Which marijuana products are Americans interested in trying?

Jamie BallardData Journalist
April 16, 2021, 3:00 PM UTC

As more and more states move towards legalizing marijuana, the cannabis industry is primed to continue growing. Experts have predicted that in 2021, the US cannabis market will likely top $24 billion and more than 3 million new consumers will buy products from licensed stores. But not everyone wants to smoke their weed – this 4/20, some Americans would rather be consuming cannabis as an edible, a concentrate, a beverage, or even a skin product.  

Data from YouGov Profiles suggests that Americans are especially interested in trying edibles (27%), meaning baked goods, chocolates, and other foods that have been infused with marijuana. About one in five (21%) express interest in trying marijuana in one of the more common forms, as flower/bud (often smoked in a joint or pipe). A similar number (20%) are interested in trying topical body products infused with cannabis, and 20% would also try ingestible concentrates or extracts, such as pills, lozenges, or oral sprays.  

Many Americans (44%) say they would have no interest in any of these products.  

What products appeal most to people who aren’t regular marijuana consumers?  

Among those say they have never consumed marijuana, there are a few products that pique interest. About one in seven (14%) would be interested in trying topical body products; the same percentage (14%) say they are interested in trying edibles. Slightly fewer are interested in cannabis bath products (9%), ingestible concentrates/extracts (8%), facial beauty products (8%), or cooking ingredients (7%).  

Two products that hold very little appeal for people who have never tried marijuana are flower/bud and concentrates/extracts for vaping (3% for both).  

Among those who indicated that they don’t currently use marijuana, but that they used to, edibles (35%) appeal the most. About a quarter of this group also expresses interest in ingestible concentrates/extracts (26%) and topical body products (24%). Slightly fewer are interested in flower/bud (22%) or infused beverages (17%).  

Cannabis beauty products appeal to women, while men are more interested in vaping or dabbing 

Additional data from YouGov Profiles suggests that businesses selling beauty and self-care products in the cannabis space may find more success with women than with men.  

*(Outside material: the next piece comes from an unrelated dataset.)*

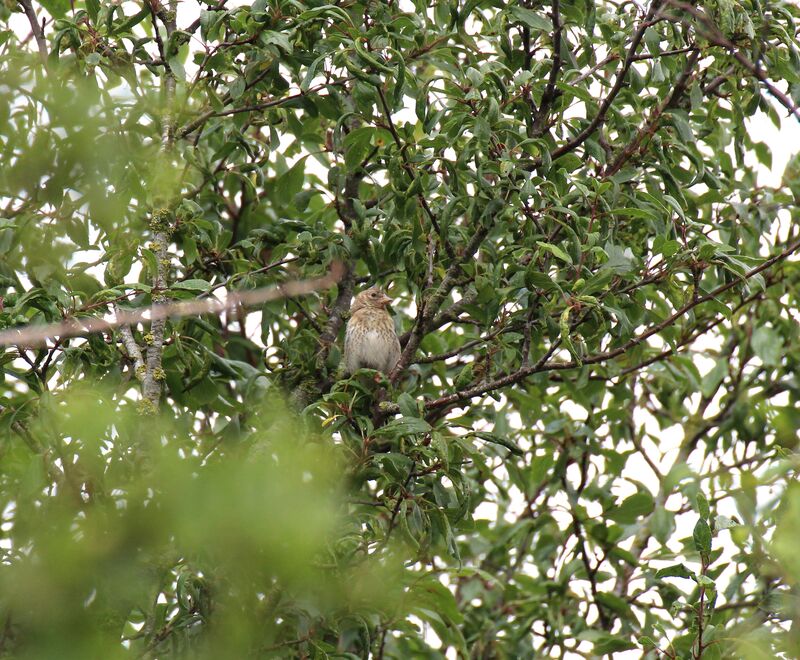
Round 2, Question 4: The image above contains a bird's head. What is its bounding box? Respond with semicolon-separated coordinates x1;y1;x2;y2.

Women are more likely than men to be interested in topical body products like lotion with cannabis (24% vs 16%) and in cannabis bath products (15% vs 10%).  

Women (14%) are almost twice as likely as men (8%) to express interest in cannabis-infused facial beauty products – though this may be at least in part because women are more likely to be beauty product consumers in the first place. 

Men, on the other hand, are especially likely to be interested in concentrates or extracts for vaping/dabbing (17% of men vs 12% of women).  

Is there a market for cannabis beverages?  

Hard seltzer brands like White Claw, Truly and Bon & Viv found success among millennial drinkers last summer, according to YouGov BrandIndex data. And they might find even more success by expanding their offerings to include cannabis-infused beverages. 

About one in seven (15%) Americans overall is interested in trying cannabis-infused beverages, but among those who say their favorite drink is hard seltzer, twice as many (32%) are interested. Those who especially love tequila (26%), craft beer (25%), or ready-to-serve/canned cocktails (24%) are also more likely than most to say they would be interested in cannabis-infused beverages.  

Several companies have already begun offering sparkling water infused with THC or CBD, both of which are derived from cannabis.  

High-income earners are most interested in edibles and flower 

Additional data from YouGov Profiles suggests that Americans with a personal income of $100,000 or more annually tend to be most interested in trying edibles (23%) and flower/bud (20%). Among those with an income between $60,000 and $99,999, edibles also tend to pique interest (26%). A similar percentage of this income bracket is interested in ingestible concentrates/extracts (23%) and flower (22%).  

Among those middle-class earners bringing home between $30,000 and $59,999 a year, edibles (25%) and flower/bud (20%) are the most appealing. This is also the case for those earning less than $30,000 a year: 26% are interested in edibles and 22% are interested in flower/bud. 

Generation X and Millennials are most interested in marijuana edibles  

About one-third of Gen X’ers (32%) and Millennials (30%) would be interested in trying edibles. Slightly fewer members of Generation Z (25%) or the Baby Boomer generation (24%) would want to consume marijuana this way.  

Millennials (28%) are more likely than other generations to say they would want to smoke flower/bud. When it comes to ingestible concentrates like pills or lozenges, Millennials (24%) and Gen X’ers (23%) are about equally likely to say they’re interested in trying these.  

See full results here.  

Related: Six in 10 Americans would legalize marijuana nationally

Methodology: 31,028 US adults were surveyed between April 9 - 11, 2021. The responding sample is weighted to be representative of the US population.